In a letter to Kenya’s Trade Principal Secretary Alfred K’ombundo, the East Africa Trade Network said Kenya may have misinterpreted the spirit of the mandate given by the EAC Summit on February 27, 2021.

“Paragraph 9 of the final communique was specific as the Summit recognised that not all partner states are in a position to implement the Epa and it was important for some partner states to move forward… The mandate, therefore, extended to implementation of the negotiated agreement and not opening up of new negotiations. The principle of variable geometry sets in after negotiations have been concluded,” the network argued.

“Kenya’s decision to open up negotiations under Article 37 of the Epa under the rendezvous clause offends EAC law under Article 37.d of the Customs Union Protocol, which also applies to the Common Market Protocol.”


But EAC minister Miano assured the partner states that Kenya would adhere to Article 37. She said Nairobi would keep the EAC apprised of any deals signed with other blocs or states.

Speaking to The EastAfrican after the Tifa Council meeting, Miano said they all agreed to go as a community “as much as possible, but recognising that Article 37 also allows bilateral deals.”

The minister said the US-EAC Tifa meeting discussed advancement of the African Continental Free Trade Area implementation.

At the same time, the US says it may consider proposing to its lawmakers an extension of duty and quota-free access to its market for sub-Saharan countries when the current deal expires in May 2025.

Tai said another renewal of the preferential trade programme depends on the US Congress, but her office could facilitate it.

“We are working on facilitating pathways to having the conversations and consultations …to enable the considerations of an Agoa renewal process,” she told reporters in Nairobi.

“Without getting into the danger of trying to predict what the Congress will do, let me say we are committed to our partnership with our members of the Congress … to engage in the work that needs to be done.”

The Agoa treaty was initially intended to last for 15 years from 2000 but was extended for a further 10 years in June 2015.

The agreement allows sub-Saharan African countries to export thousands of products to the expansive US market tariff-free.

Ahead of the expiry, the Biden administration has opened fresh talks over a long-term bilateral strategic trade and investment partnership with Kenya.

AGOA extension

Kenyan manufacturers in February asked the Investment and Trade Ministry to request Washington to extend the temporary preferential trade deal for another 15 years to create certainty over continued access of products to the US under current terms.

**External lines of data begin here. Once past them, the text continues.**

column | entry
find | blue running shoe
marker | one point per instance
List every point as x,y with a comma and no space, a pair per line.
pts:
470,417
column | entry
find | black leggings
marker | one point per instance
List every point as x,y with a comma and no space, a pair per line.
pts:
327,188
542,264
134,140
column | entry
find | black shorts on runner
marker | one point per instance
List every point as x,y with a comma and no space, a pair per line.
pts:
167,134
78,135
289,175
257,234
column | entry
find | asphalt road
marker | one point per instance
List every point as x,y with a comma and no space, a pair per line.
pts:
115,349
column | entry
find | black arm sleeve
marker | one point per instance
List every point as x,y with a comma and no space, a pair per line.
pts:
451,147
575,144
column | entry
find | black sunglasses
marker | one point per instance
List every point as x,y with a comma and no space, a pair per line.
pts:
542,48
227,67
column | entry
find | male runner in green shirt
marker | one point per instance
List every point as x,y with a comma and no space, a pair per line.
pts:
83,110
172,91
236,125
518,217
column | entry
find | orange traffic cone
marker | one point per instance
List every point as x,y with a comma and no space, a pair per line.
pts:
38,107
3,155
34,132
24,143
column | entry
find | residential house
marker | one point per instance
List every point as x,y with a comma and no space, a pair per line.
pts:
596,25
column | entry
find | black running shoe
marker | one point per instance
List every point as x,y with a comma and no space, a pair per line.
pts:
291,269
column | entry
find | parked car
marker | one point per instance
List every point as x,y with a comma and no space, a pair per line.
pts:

Kenya Association of Manufacturers, the sector lobby, had said the uncertainty on whether the deal will be renewed or not has prompted investors to hold back billions of shillings in potential investments.

“Kenya should seek an Agoa extension of at least 15 years with enhancements that will enhance and diversify exports. The need for a renewal … by the end of 2023 is critical to provide for market certainty as investment and trade in Agoa sectors slows down two years to the renewal date,” the lobby wrote in the 2023 Manufacturing Priority Agenda.